We approve of the reasoning of the Court of Appeals in State v. Lambert, 40 N.C. App. 418, 252 S.E. 2d 855 (1979), and State v. Killian, 37 N.C. App. 234, 245 S.E. 2d 812 (1978), which held that a requirement that a defendant pay restitution under G.S. 148-33.2(c) or G.S. 148-57.1(c) as a condition of obtaining work-release or parole is not inherently unconstitutional. Whether the restitution requirement is unconstitutional as applied to a particular defendant may only be determined by considering the defendant’s financial status and other relevant circumstances at the time when the restitution must be paid. G.S. 15A-1371 requires defendant to serve a prison sentence of forty years before being eligible for consideration for parole.
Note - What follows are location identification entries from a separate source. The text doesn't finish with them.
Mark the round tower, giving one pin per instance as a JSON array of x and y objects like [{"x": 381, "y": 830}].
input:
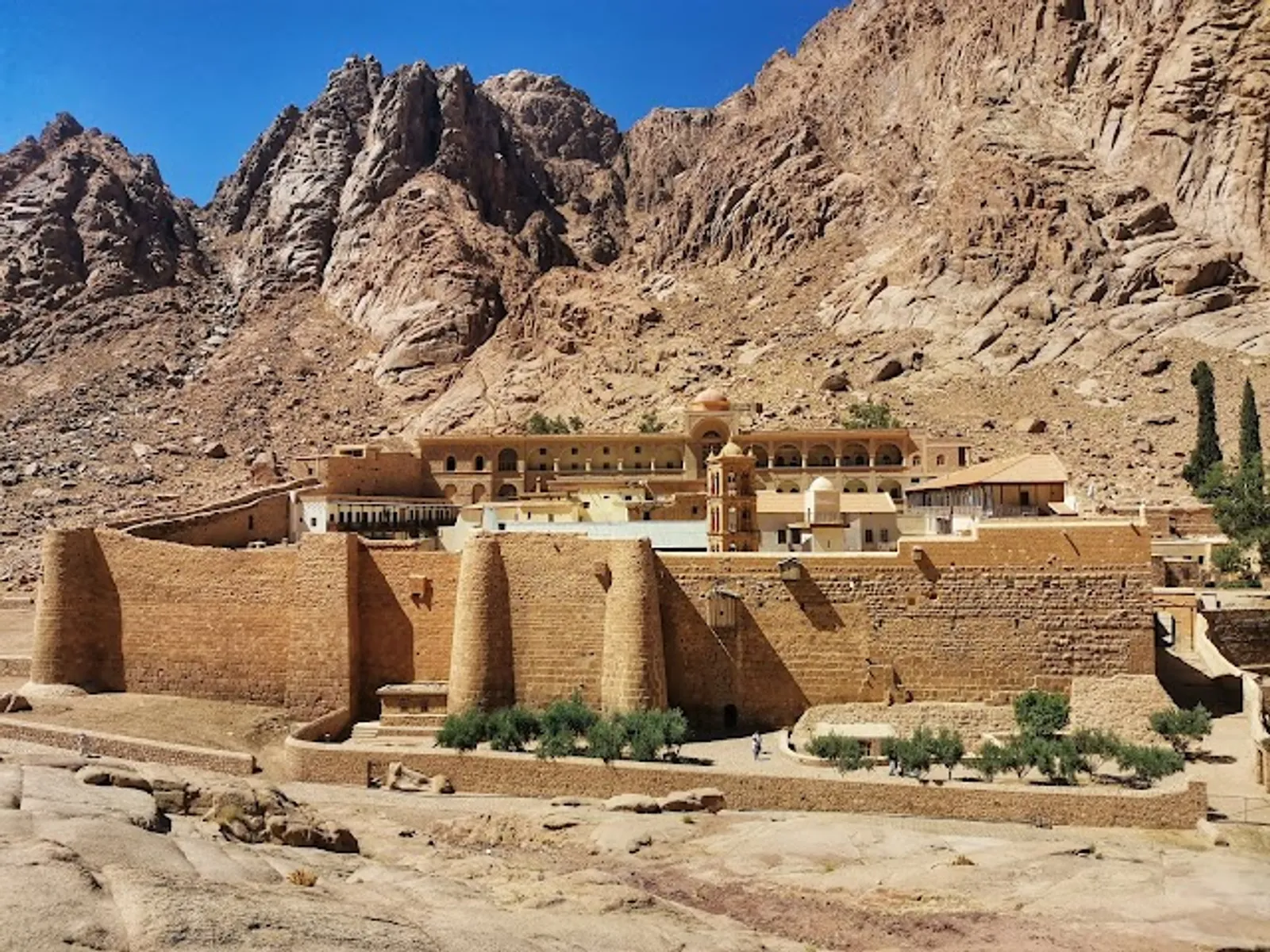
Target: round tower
[
  {"x": 76, "y": 616},
  {"x": 480, "y": 655},
  {"x": 633, "y": 676}
]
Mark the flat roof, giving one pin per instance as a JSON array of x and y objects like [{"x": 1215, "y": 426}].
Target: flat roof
[
  {"x": 1026, "y": 469},
  {"x": 849, "y": 503}
]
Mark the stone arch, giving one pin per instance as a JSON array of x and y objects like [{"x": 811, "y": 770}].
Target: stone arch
[
  {"x": 819, "y": 455},
  {"x": 787, "y": 455},
  {"x": 668, "y": 459},
  {"x": 855, "y": 456},
  {"x": 889, "y": 455}
]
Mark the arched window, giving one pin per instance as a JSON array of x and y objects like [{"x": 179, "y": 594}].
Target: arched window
[
  {"x": 789, "y": 456},
  {"x": 819, "y": 456},
  {"x": 889, "y": 455},
  {"x": 855, "y": 456}
]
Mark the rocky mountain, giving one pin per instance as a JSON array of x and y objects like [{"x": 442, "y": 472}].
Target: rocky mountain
[{"x": 976, "y": 213}]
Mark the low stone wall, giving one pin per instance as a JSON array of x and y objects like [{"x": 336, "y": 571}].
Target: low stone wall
[
  {"x": 127, "y": 748},
  {"x": 518, "y": 774},
  {"x": 1122, "y": 704},
  {"x": 971, "y": 720}
]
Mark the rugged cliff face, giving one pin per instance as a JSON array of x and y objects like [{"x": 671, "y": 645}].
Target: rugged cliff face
[{"x": 972, "y": 211}]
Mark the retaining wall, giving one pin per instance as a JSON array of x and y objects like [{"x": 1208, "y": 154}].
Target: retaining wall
[
  {"x": 520, "y": 774},
  {"x": 127, "y": 748}
]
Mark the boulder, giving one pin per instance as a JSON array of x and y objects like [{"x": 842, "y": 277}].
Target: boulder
[
  {"x": 633, "y": 804},
  {"x": 13, "y": 704},
  {"x": 836, "y": 382},
  {"x": 711, "y": 799},
  {"x": 264, "y": 469},
  {"x": 105, "y": 776},
  {"x": 404, "y": 778},
  {"x": 1153, "y": 365}
]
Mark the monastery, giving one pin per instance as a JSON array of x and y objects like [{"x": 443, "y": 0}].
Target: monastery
[{"x": 393, "y": 585}]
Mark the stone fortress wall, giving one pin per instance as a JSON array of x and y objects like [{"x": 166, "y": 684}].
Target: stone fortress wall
[{"x": 321, "y": 625}]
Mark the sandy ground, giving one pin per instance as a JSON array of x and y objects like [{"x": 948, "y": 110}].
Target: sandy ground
[
  {"x": 17, "y": 631},
  {"x": 473, "y": 873}
]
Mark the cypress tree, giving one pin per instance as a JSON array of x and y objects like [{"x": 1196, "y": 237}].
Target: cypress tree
[
  {"x": 1250, "y": 433},
  {"x": 1208, "y": 450}
]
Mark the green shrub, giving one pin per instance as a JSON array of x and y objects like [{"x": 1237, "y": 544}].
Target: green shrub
[
  {"x": 512, "y": 727},
  {"x": 464, "y": 730},
  {"x": 1015, "y": 755},
  {"x": 914, "y": 754},
  {"x": 1096, "y": 747},
  {"x": 645, "y": 733},
  {"x": 1041, "y": 714},
  {"x": 948, "y": 749},
  {"x": 552, "y": 744},
  {"x": 1180, "y": 727},
  {"x": 568, "y": 716},
  {"x": 845, "y": 753},
  {"x": 606, "y": 740},
  {"x": 1057, "y": 758},
  {"x": 1149, "y": 763},
  {"x": 991, "y": 761}
]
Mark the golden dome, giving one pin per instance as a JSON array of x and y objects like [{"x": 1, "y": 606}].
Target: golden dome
[{"x": 710, "y": 399}]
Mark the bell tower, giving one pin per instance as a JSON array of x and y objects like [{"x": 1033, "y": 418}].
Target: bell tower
[{"x": 730, "y": 501}]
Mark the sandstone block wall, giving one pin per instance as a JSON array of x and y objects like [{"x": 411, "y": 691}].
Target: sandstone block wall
[
  {"x": 530, "y": 619},
  {"x": 518, "y": 774},
  {"x": 406, "y": 617},
  {"x": 264, "y": 520},
  {"x": 1242, "y": 635},
  {"x": 956, "y": 621}
]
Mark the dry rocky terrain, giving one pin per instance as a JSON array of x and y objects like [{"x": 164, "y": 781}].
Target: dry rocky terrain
[
  {"x": 121, "y": 867},
  {"x": 977, "y": 213}
]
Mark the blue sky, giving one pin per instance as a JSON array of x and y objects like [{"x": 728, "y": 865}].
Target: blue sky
[{"x": 194, "y": 82}]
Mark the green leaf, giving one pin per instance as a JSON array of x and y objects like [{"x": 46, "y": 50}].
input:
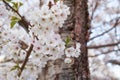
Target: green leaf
[
  {"x": 15, "y": 67},
  {"x": 14, "y": 20},
  {"x": 67, "y": 41}
]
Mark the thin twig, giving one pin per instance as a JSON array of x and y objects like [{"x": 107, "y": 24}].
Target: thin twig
[
  {"x": 116, "y": 23},
  {"x": 102, "y": 46},
  {"x": 103, "y": 53}
]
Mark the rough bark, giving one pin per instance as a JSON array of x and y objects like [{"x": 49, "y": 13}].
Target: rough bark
[
  {"x": 79, "y": 21},
  {"x": 81, "y": 31}
]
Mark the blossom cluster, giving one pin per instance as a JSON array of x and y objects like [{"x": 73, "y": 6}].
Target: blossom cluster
[{"x": 43, "y": 34}]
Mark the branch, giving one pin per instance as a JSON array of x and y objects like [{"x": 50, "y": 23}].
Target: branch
[
  {"x": 26, "y": 60},
  {"x": 101, "y": 46},
  {"x": 23, "y": 22},
  {"x": 116, "y": 23},
  {"x": 104, "y": 53}
]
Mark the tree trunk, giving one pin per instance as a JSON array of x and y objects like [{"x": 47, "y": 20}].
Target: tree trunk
[
  {"x": 81, "y": 33},
  {"x": 79, "y": 20}
]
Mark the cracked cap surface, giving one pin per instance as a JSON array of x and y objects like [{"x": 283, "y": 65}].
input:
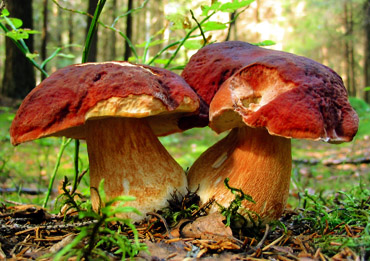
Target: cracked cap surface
[{"x": 60, "y": 105}]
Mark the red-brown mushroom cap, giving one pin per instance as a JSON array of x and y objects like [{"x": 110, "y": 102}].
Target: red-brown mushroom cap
[
  {"x": 289, "y": 95},
  {"x": 62, "y": 103}
]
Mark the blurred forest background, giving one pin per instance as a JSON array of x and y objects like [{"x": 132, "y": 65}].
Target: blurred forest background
[{"x": 333, "y": 32}]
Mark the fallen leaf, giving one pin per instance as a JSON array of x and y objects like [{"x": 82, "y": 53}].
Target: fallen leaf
[{"x": 208, "y": 227}]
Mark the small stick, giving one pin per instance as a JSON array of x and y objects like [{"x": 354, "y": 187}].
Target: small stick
[{"x": 163, "y": 221}]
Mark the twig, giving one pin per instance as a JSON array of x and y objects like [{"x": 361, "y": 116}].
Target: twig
[
  {"x": 332, "y": 162},
  {"x": 163, "y": 221},
  {"x": 259, "y": 245}
]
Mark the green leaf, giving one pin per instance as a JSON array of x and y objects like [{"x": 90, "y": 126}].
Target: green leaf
[
  {"x": 233, "y": 6},
  {"x": 5, "y": 12},
  {"x": 193, "y": 44},
  {"x": 67, "y": 55},
  {"x": 152, "y": 43},
  {"x": 213, "y": 26},
  {"x": 179, "y": 21},
  {"x": 17, "y": 35},
  {"x": 265, "y": 43},
  {"x": 17, "y": 23},
  {"x": 161, "y": 61}
]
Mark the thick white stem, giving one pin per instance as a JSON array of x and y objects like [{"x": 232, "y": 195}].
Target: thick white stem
[
  {"x": 254, "y": 161},
  {"x": 129, "y": 157}
]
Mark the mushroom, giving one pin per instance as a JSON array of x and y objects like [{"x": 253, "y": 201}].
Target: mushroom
[
  {"x": 274, "y": 97},
  {"x": 120, "y": 109}
]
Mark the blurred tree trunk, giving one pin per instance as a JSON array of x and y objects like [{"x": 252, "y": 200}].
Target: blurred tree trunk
[
  {"x": 348, "y": 48},
  {"x": 44, "y": 34},
  {"x": 112, "y": 34},
  {"x": 92, "y": 55},
  {"x": 127, "y": 53},
  {"x": 19, "y": 74},
  {"x": 367, "y": 49}
]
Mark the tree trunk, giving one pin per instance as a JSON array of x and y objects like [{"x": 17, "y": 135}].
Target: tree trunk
[
  {"x": 367, "y": 49},
  {"x": 19, "y": 74},
  {"x": 128, "y": 30},
  {"x": 112, "y": 38},
  {"x": 348, "y": 47},
  {"x": 92, "y": 55},
  {"x": 44, "y": 34}
]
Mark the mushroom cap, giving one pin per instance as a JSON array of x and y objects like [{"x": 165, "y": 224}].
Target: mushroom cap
[
  {"x": 289, "y": 95},
  {"x": 214, "y": 63},
  {"x": 60, "y": 105}
]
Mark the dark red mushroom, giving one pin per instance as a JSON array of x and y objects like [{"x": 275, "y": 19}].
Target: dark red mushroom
[{"x": 120, "y": 109}]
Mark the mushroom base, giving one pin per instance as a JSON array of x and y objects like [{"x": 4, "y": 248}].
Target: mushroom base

Under G.S. 148-33.1(b), defendant may not be considered eligible for work release privileges until he is eligible for parole or until such privileges are recommended by the presiding judge of the court which imposed the sentence. The presiding judge in the present case did not recommend that defendant be placed in a work-release program. Since the restitution ordered by the trial judge need only be paid after defendant becomes eligible for work-release privileges or parole, and defendant is not yet eligible for either alternative, we are not able to determine at this time whether defendant’s constitutional rights were violated by the imposition of the restitution requirement. Defendant’s constitutional challenge may only be considered after a review of his financial and other circumstances at the time he becomes eligible for parole or work-release privileges.

Defendant received a fair trial free from prejudicial error and we find

No error.

*75Justice Meyer did not participate in the consideration or decision of this case.